Venerdì - 30 aprile - mi sveglio nei pressi della stazione di Sicignano, durante la notte è passata anche la Polfer per verificare chi fossi, un breve controllo due spiegazioni e mi hanno lasciato dormire tranquillo. Lascio la stazione e mi incammino verso Contursi Terme, piccolo centro di 3000 anime situato su una piccola collina che domina la Valle del Sele, che prende nome dall'omonimo fiume che l'attraversa. L'itinerario lungo il fiume Sele, detto anche fiume bianco, è davvero suggestivo e raggiungo verso metà mattina Contursi Terme che, grazie alle numerose sorgenti minerali, è anche conosciuta come il paese delle 100 sorgenti (molte delle quali sono liberamente accessibili). Riprendo a marciare, sono le 11.00 e fa già molto caldo, vorrei lamentarmi, ma visto il freddo, la neve e l’acqua patite nelle settimane precedenti soffro volentieri questa calura primaverile. La strada che porta a Senerchia è tutta in salita e asfaltata, non c’è un metro di ombra e per la prima volta sono zuppo non di acqua o neve, ma di sudore. Arrivo finalmente a Senerchia dove si possono ancora notare le ferite del terremoto dell'Irpinia del 1980. Il Borgo di Senerchia, detta anche S’nérchia nel dialetto locale è posto a circa 600 metri di altitudine è l’ultimo baluardo Irpino in terra salernitana. Senerchia fù fondata tra l’VIII e il IX secolo da popolazioni che vivevano sulla costa e che furono costrette a migrare a causa delle incursioni dei saraceni che all’epoca imperversavano in lungo ed in largo nel Mediterraneo. Il 23/11/1980 il borgo fu sconvolto dalla famosa e triste scossa del terremoto, la cui ricostruzione è partita abbastanza velocemente ed oggi, proprio in prossimità del vecchio borgo, è stata fondata la nuova cittadina che vive ormai in simbiosi con le vecchie case. I lavori di restauro e recupero del vecchio borgo proseguono e vengono mostrati con fierezza dagli abitanti locali. E’ tempo però di lasciare Senerchia e mi incammino verso il Monte Polveracchio dove circa 300 metri sotto la vetta trovo un casermetta militare presso la quale decido di fermarmi per passare la notte.

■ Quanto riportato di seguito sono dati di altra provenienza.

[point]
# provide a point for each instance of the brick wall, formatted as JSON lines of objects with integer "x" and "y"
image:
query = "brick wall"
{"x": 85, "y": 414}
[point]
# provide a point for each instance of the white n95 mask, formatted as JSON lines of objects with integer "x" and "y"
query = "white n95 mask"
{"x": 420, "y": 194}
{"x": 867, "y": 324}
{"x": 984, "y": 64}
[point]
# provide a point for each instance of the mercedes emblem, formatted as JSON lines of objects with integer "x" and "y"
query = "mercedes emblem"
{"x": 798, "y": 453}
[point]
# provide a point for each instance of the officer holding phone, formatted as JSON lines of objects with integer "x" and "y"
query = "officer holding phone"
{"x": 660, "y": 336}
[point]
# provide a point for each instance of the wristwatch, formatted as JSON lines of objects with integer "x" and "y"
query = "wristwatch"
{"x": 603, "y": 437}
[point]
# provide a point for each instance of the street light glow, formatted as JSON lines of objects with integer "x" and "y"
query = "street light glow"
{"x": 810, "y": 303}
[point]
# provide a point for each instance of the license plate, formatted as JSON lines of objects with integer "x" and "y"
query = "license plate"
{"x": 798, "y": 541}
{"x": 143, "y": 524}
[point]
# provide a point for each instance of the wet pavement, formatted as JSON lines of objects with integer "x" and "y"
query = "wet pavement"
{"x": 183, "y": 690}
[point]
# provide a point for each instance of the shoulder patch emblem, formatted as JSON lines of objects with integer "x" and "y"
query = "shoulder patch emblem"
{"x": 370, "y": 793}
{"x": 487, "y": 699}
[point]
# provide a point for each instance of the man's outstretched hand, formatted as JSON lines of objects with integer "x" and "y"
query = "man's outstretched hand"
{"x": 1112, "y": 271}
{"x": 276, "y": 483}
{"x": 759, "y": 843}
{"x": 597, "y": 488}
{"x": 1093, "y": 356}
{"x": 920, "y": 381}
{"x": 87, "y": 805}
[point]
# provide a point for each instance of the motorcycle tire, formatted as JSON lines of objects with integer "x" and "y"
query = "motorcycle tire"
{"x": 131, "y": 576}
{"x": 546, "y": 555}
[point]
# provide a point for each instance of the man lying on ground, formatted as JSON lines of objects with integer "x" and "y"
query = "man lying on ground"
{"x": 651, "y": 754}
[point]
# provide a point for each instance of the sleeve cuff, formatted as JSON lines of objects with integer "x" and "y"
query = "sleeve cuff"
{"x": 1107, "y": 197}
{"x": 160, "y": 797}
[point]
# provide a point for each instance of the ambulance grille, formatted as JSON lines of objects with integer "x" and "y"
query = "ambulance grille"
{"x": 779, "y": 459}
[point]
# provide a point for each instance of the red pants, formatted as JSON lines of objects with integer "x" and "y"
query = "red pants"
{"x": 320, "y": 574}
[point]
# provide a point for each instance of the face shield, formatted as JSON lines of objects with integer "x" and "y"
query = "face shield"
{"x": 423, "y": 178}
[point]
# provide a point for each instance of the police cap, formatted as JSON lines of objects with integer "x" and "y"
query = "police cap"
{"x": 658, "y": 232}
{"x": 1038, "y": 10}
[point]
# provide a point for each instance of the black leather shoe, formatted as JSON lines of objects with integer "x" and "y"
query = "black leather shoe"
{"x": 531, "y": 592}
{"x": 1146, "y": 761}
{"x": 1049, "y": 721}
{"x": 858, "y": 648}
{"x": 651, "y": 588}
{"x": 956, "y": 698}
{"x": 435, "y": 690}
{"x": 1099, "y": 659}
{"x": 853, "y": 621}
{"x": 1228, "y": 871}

Sabato - 1 maggio - parto presto, alle 7 sono già in marcia, mi manca poco alla vetta del Monte Polveracchio e voglio raggiungerla il prima possibile. Sottovaluto il terreno che è ancora pieno di neve e 300 metri di dislivello diventano come 1000. Sono un po’ demoralizzato, avrei preferito metterci meno anche perchè nel pomeriggio è prevista acqua e preferirei arrivare a fine tappa il prima possibile ed evitare di bagnarmi. Oggi devo incontrare Domenico, un ragazzo di Montella che mi aspetta a Piano di Verteglia. Riparto dal Polveracchio e scendo all'interno dello stupendo parco dei Monti Picentini dove possono ammirare uno stupendo paesaggio fatto di cascate, rocce e boschi fino a quando non inizia a piovere in maniera intensa. Sono di nuovo zuppo, questa volta non di sudore, ma di acqua. Cammino per diverse ore sotto una pioggia torrenziale ma, per fortuna, una volta giunto a Piana di Verteglia Domenico, grazie all’Associazione Sentieri Briganti, mi ha fatto trovare il Rifugio Verteglia aperto con camino accesso e doccia calda: che bella sorpresa! Non potevo sperare di meglio dopo un pomeriggio passato a letteralmente a mollo nell’acqua. Ceniamo tutti assieme e giunta l’ora del coprifuoco Domenico e i ragazzi della Associazione rientrano a casa.

Domenica - 2 maggio - rimando la sveglia ripetutamente, il vino, le salsicce, gli amari e i formaggi della sera prima mi tengono incollati al letto. Dopo aver combattuto a lungo con l’orologio decido che è ora di partire. Mi godo la Piana Verteglia che ieri a causa dell’acqua e della nebbia non avevo potuto ammirare e successivamente mi sposto sulla cima del Monte Terminio dal quale si gode di uno stupendo panorama sulla Piana di Avellino. Da qui parto per una lunghissima discesa di oltre 1700 metri di dislivello, decisamente molto ripidi, fino a raggiungere Serino. Dopo una breve pausa riparto lungo delle noiosissime strade sterrate e asfaltate che circumnavigano la Piana di Avellino fino ad arrivare a Capo Castello, piccolo borgo dentro il comune di Arcogliano dove ad aspettarmi trovo Carmine. Quattro chiacchiere, una pizza in compagnia e mi trovo un posto dove passare la notte al riparo dal forte vento che nel frattempo si è alzato.

La prossima settimana sarà una settimana di cambiamenti. Dalla Campania dovrei arrivare in Molise - vi dirò se esiste 😉 - e per fine settimana iniziare a camminare in Abruzzo. Se tutto va bene ho previsto delle deviazioni per godermi qualche cima nella Maiella prima e nel Gran Sasso dopo. Ovviamente neve permettendo!

A lunedì prossimo e ricordate: non nevica solo nel Nord Italia!